As a General Authority he will remember the Christmas trees and the lessons he learned from them. Each tree highlights portions of his journey — from a young boy wanting a candy cane, to a missionary teaching about the Plan of Salvation, to a father who relied on the plan and the Savior’s love to sustain his family in mortal trials.

Gary Byron Sabin was born in Provo, Utah on April 7, 1954, to Marvin E. and Sylvia W. Sabin. He married Valerie Purdy in August 1976. They are the parents of five children; a sixth child was still-born.

After graduating from BYU with an associate’s degree and a bachelor’s degree, Elder Sabin earn a master’s in management from Stanford University.

Elder Sabin has served in numerous Church callings, including bishop, stake president and Area Seventy. He has worked as a founder/chairman/CEO of several companies, including Excel Realty Trust, Price Legacy, Excel Realty Holdings and Excel Trust.

In 1993, Elder and Sister Sabin formed Sabin Children’s Foundation, an organization dedicated to addressing the medical needs of children.

Elder Evan A. Schmutz

Elder Evan A. Schmutz is grateful for the revelatory experiences entrusted to him by the Lord. His conversion to the gospel has been deepened through regular scripture study, service in the kingdom and obedience to his commitments to God.

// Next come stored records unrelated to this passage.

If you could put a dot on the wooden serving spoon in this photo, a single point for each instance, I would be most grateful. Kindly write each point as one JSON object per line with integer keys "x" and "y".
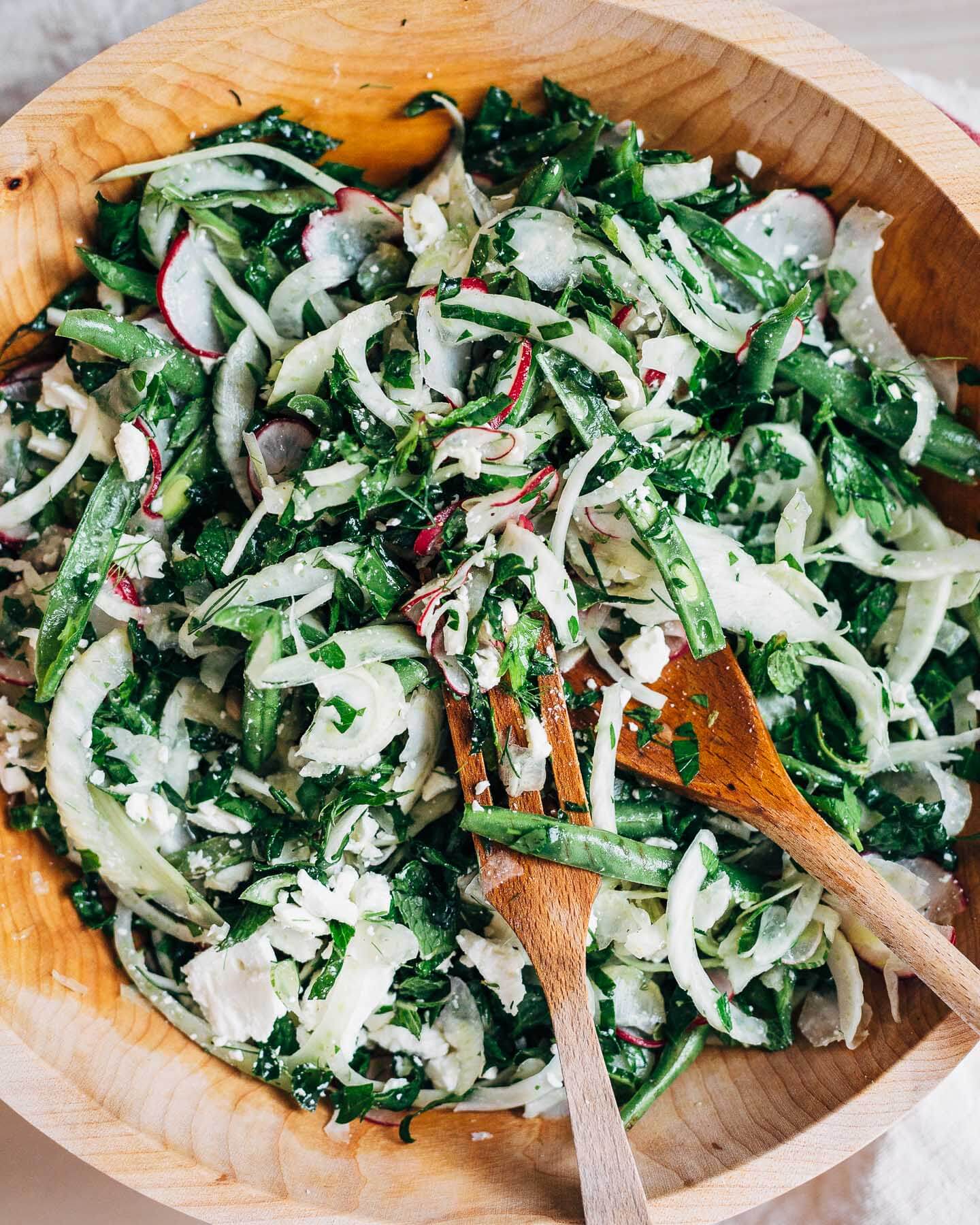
{"x": 740, "y": 773}
{"x": 548, "y": 906}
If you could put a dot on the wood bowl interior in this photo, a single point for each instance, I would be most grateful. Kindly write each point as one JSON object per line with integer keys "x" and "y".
{"x": 113, "y": 1081}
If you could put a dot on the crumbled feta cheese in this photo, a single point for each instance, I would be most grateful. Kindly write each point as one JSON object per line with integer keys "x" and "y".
{"x": 133, "y": 447}
{"x": 151, "y": 808}
{"x": 208, "y": 816}
{"x": 500, "y": 960}
{"x": 747, "y": 163}
{"x": 424, "y": 223}
{"x": 646, "y": 655}
{"x": 233, "y": 989}
{"x": 525, "y": 770}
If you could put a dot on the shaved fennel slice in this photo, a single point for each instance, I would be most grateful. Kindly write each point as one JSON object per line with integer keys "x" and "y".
{"x": 864, "y": 325}
{"x": 24, "y": 506}
{"x": 235, "y": 390}
{"x": 369, "y": 644}
{"x": 529, "y": 318}
{"x": 575, "y": 480}
{"x": 549, "y": 581}
{"x": 237, "y": 148}
{"x": 704, "y": 318}
{"x": 683, "y": 955}
{"x": 93, "y": 820}
{"x": 375, "y": 952}
{"x": 604, "y": 757}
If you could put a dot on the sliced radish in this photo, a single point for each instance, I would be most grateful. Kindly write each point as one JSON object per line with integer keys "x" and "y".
{"x": 156, "y": 467}
{"x": 122, "y": 586}
{"x": 16, "y": 672}
{"x": 653, "y": 379}
{"x": 283, "y": 442}
{"x": 512, "y": 381}
{"x": 185, "y": 293}
{"x": 428, "y": 539}
{"x": 788, "y": 225}
{"x": 930, "y": 888}
{"x": 637, "y": 1039}
{"x": 445, "y": 364}
{"x": 15, "y": 537}
{"x": 350, "y": 231}
{"x": 24, "y": 382}
{"x": 624, "y": 315}
{"x": 793, "y": 341}
{"x": 476, "y": 441}
{"x": 604, "y": 523}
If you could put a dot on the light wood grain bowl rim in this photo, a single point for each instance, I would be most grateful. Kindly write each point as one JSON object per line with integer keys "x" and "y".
{"x": 918, "y": 133}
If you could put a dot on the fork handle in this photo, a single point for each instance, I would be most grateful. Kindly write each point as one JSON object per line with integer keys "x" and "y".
{"x": 612, "y": 1191}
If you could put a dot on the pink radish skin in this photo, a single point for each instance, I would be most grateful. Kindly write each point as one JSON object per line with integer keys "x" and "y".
{"x": 283, "y": 442}
{"x": 185, "y": 293}
{"x": 627, "y": 1035}
{"x": 428, "y": 539}
{"x": 946, "y": 900}
{"x": 16, "y": 672}
{"x": 785, "y": 226}
{"x": 517, "y": 384}
{"x": 156, "y": 467}
{"x": 793, "y": 341}
{"x": 350, "y": 231}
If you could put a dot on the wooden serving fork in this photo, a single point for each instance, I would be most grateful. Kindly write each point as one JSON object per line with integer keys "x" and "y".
{"x": 548, "y": 906}
{"x": 741, "y": 774}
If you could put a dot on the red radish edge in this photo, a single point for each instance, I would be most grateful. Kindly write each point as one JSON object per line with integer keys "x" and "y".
{"x": 623, "y": 315}
{"x": 343, "y": 195}
{"x": 122, "y": 586}
{"x": 173, "y": 252}
{"x": 651, "y": 1044}
{"x": 157, "y": 467}
{"x": 278, "y": 424}
{"x": 428, "y": 539}
{"x": 15, "y": 672}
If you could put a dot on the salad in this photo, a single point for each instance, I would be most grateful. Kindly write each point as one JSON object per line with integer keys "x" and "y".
{"x": 303, "y": 453}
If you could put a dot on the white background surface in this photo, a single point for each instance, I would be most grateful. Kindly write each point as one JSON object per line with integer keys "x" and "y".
{"x": 928, "y": 1169}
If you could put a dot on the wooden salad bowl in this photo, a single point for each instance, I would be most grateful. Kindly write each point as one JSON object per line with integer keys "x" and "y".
{"x": 110, "y": 1079}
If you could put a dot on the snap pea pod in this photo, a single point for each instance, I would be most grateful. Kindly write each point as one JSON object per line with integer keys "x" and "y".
{"x": 261, "y": 708}
{"x": 543, "y": 184}
{"x": 715, "y": 239}
{"x": 81, "y": 575}
{"x": 766, "y": 338}
{"x": 644, "y": 508}
{"x": 133, "y": 282}
{"x": 194, "y": 463}
{"x": 127, "y": 342}
{"x": 951, "y": 448}
{"x": 676, "y": 1058}
{"x": 595, "y": 851}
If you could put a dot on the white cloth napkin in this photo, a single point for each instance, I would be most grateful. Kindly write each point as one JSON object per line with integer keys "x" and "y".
{"x": 928, "y": 1166}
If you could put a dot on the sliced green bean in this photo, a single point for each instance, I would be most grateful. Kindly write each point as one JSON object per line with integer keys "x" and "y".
{"x": 644, "y": 508}
{"x": 81, "y": 575}
{"x": 952, "y": 448}
{"x": 717, "y": 240}
{"x": 595, "y": 851}
{"x": 675, "y": 1058}
{"x": 194, "y": 463}
{"x": 127, "y": 342}
{"x": 133, "y": 282}
{"x": 542, "y": 185}
{"x": 261, "y": 710}
{"x": 766, "y": 340}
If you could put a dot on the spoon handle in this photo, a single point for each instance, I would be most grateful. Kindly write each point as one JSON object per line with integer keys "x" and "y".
{"x": 612, "y": 1191}
{"x": 909, "y": 935}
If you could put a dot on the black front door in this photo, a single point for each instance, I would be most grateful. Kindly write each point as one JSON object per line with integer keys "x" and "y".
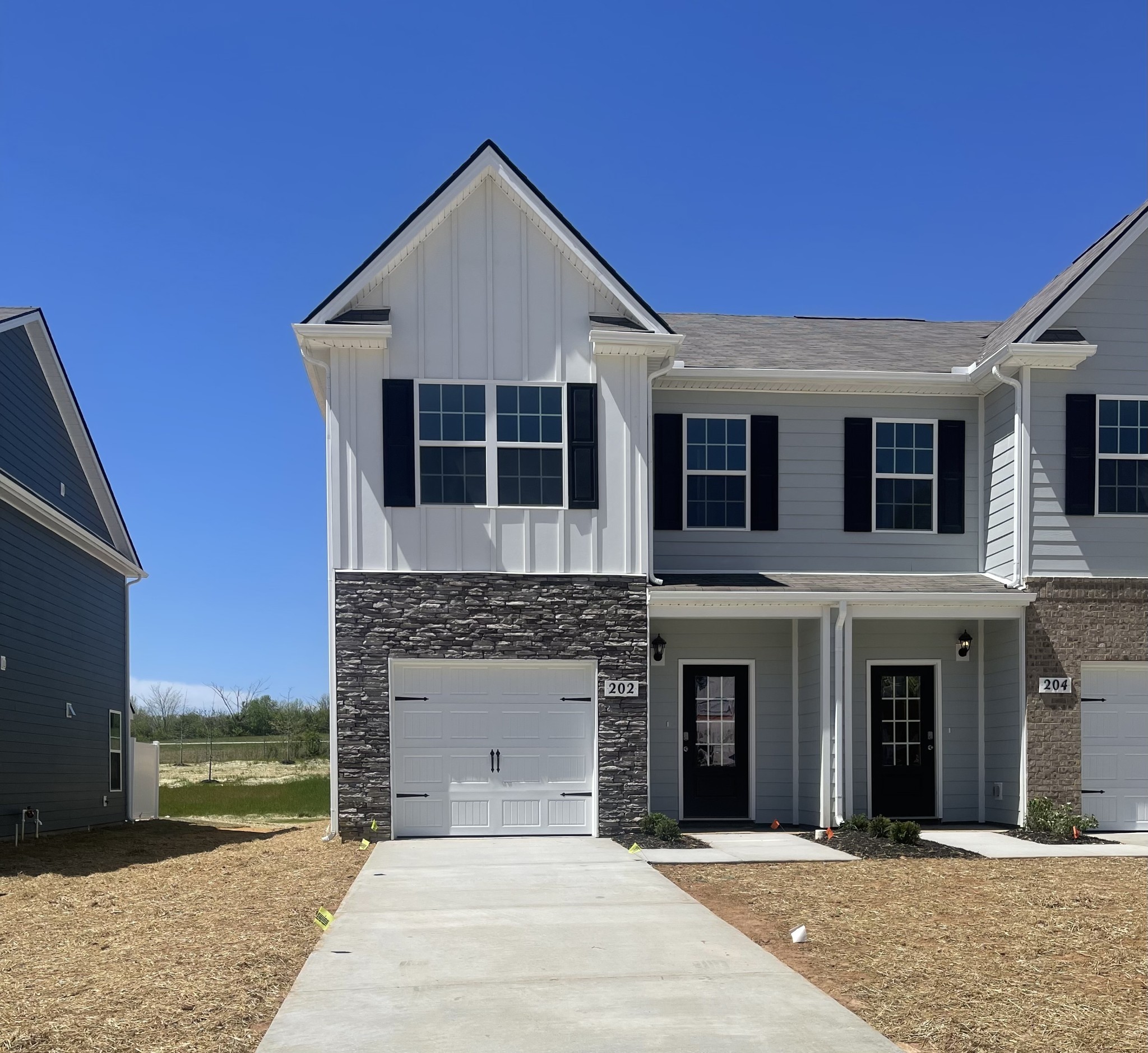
{"x": 904, "y": 754}
{"x": 715, "y": 741}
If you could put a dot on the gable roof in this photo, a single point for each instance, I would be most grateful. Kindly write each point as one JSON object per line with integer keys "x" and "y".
{"x": 1031, "y": 314}
{"x": 121, "y": 553}
{"x": 767, "y": 341}
{"x": 414, "y": 223}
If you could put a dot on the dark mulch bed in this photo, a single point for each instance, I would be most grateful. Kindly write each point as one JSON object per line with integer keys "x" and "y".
{"x": 882, "y": 848}
{"x": 1053, "y": 839}
{"x": 646, "y": 841}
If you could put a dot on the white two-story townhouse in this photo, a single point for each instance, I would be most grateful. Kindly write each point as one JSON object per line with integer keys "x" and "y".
{"x": 589, "y": 560}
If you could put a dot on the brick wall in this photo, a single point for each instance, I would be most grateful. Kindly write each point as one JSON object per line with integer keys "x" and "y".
{"x": 485, "y": 616}
{"x": 1073, "y": 620}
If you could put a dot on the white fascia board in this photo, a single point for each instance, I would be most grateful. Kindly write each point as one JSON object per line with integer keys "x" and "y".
{"x": 489, "y": 163}
{"x": 614, "y": 342}
{"x": 843, "y": 382}
{"x": 39, "y": 511}
{"x": 720, "y": 603}
{"x": 54, "y": 376}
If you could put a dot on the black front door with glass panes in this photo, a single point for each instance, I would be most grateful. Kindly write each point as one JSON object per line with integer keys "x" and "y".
{"x": 904, "y": 742}
{"x": 715, "y": 742}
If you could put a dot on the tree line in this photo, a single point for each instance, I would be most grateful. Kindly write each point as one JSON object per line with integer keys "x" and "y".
{"x": 164, "y": 715}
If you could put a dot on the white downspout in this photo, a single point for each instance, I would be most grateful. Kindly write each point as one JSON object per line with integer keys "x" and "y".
{"x": 840, "y": 711}
{"x": 650, "y": 381}
{"x": 332, "y": 718}
{"x": 1017, "y": 448}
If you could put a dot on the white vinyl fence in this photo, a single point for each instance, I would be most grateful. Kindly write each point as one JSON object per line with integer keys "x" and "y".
{"x": 146, "y": 780}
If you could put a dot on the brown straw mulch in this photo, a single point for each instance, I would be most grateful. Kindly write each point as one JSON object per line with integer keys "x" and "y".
{"x": 160, "y": 938}
{"x": 984, "y": 955}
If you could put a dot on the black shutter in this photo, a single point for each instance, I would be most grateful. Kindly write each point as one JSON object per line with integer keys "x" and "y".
{"x": 1080, "y": 455}
{"x": 582, "y": 445}
{"x": 667, "y": 471}
{"x": 859, "y": 475}
{"x": 950, "y": 477}
{"x": 399, "y": 443}
{"x": 762, "y": 474}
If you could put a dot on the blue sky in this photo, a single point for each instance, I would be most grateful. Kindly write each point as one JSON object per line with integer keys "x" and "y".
{"x": 179, "y": 183}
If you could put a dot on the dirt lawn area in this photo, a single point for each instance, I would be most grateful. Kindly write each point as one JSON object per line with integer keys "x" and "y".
{"x": 981, "y": 955}
{"x": 165, "y": 936}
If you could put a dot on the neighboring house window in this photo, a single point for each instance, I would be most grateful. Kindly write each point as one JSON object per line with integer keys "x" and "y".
{"x": 1122, "y": 476}
{"x": 452, "y": 431}
{"x": 115, "y": 750}
{"x": 530, "y": 445}
{"x": 716, "y": 467}
{"x": 905, "y": 471}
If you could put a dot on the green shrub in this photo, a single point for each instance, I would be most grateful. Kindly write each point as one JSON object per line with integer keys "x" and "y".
{"x": 879, "y": 826}
{"x": 659, "y": 826}
{"x": 1044, "y": 815}
{"x": 905, "y": 833}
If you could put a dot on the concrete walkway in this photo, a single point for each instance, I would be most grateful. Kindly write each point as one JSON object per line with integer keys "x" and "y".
{"x": 550, "y": 945}
{"x": 750, "y": 847}
{"x": 996, "y": 846}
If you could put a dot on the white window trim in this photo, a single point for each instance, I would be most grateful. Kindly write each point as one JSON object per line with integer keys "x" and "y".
{"x": 120, "y": 752}
{"x": 490, "y": 443}
{"x": 1115, "y": 456}
{"x": 689, "y": 471}
{"x": 876, "y": 475}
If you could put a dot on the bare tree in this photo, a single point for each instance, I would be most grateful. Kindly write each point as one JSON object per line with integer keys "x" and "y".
{"x": 164, "y": 703}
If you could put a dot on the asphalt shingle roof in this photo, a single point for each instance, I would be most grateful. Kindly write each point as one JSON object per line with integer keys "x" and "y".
{"x": 765, "y": 341}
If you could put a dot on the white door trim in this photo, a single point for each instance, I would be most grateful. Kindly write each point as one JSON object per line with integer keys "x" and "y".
{"x": 752, "y": 811}
{"x": 939, "y": 765}
{"x": 590, "y": 664}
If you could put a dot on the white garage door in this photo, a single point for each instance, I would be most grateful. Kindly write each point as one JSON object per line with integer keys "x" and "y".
{"x": 482, "y": 748}
{"x": 1114, "y": 741}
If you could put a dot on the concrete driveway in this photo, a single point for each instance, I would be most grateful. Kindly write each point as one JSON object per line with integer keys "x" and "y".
{"x": 544, "y": 944}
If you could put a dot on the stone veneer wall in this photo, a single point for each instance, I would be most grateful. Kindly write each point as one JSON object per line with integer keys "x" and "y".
{"x": 379, "y": 616}
{"x": 1073, "y": 620}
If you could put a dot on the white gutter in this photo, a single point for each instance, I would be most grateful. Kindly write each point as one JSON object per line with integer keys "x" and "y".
{"x": 1017, "y": 509}
{"x": 332, "y": 717}
{"x": 843, "y": 609}
{"x": 651, "y": 379}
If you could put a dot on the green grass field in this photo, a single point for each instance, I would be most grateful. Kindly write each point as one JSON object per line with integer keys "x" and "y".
{"x": 302, "y": 799}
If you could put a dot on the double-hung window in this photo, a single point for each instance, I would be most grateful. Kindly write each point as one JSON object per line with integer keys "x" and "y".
{"x": 716, "y": 469}
{"x": 530, "y": 445}
{"x": 905, "y": 475}
{"x": 452, "y": 432}
{"x": 1122, "y": 443}
{"x": 115, "y": 752}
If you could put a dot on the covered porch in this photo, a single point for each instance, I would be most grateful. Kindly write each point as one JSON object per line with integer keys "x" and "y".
{"x": 807, "y": 697}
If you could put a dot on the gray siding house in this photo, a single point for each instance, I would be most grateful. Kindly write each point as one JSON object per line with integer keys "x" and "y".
{"x": 66, "y": 563}
{"x": 588, "y": 559}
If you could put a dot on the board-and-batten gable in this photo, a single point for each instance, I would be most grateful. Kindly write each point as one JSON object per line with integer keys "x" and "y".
{"x": 1113, "y": 315}
{"x": 487, "y": 293}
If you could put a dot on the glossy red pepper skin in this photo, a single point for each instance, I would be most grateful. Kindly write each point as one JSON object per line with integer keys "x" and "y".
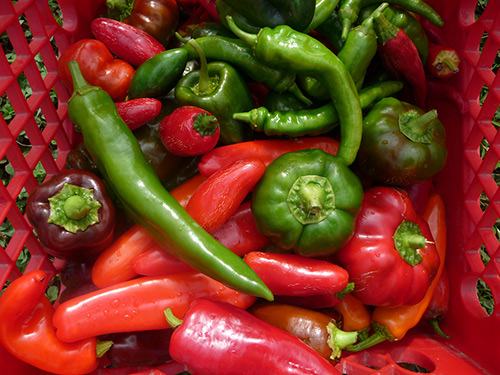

Born June 6, 1954, to Richard and Miriam Schmutz, Elder Schmutz learned early about the power of prayer. As a Cub Scout he sold $17 worth of tickets to a jamboree but couldn’t find the money when it was time to turn it in. His mother encouraged him to pray and the Lord revealed to him exactly where it was. It was a strong confirmation of God’s love and awareness for him.

At 18, Elder Schmutz lost his older sister to an auto accident. It had a tremendous impact on him, bringing about significant spiritual experiences.

Shortly thereafter he was called on a mission and reported for training. He prayed for a personal witness of the gospel. While observing some instructors teaching about the First Vision, he said, “I received a testimony so powerful that I could hardly stay in the room.”

After serving in the North Carolina Greensboro Mission Mission, Elder Schmutz made a point of continuing to study the scriptures every day for the rest of his life. “I have found great joy, personal learning and understanding through early morning study for a long, long time.”

Elder Schmutz married Cindy Lee Sims Schmutz on February 3, 1978, in the Provo Utah Temple. Elder Schmutz earned a degree in English and a Juris Doctorate from Brigham Young University. He worked professionally for several law firms from 1984 to 2016.

Managing the demands of five children, Elder Schmutz served as a bishop, member of a stake presidency, of the Phillipines Cebu Mission and MTC branch president. He was serving in the Fifth Quorum of the Seventy at the time of his call to the First Quorum of the Seventy.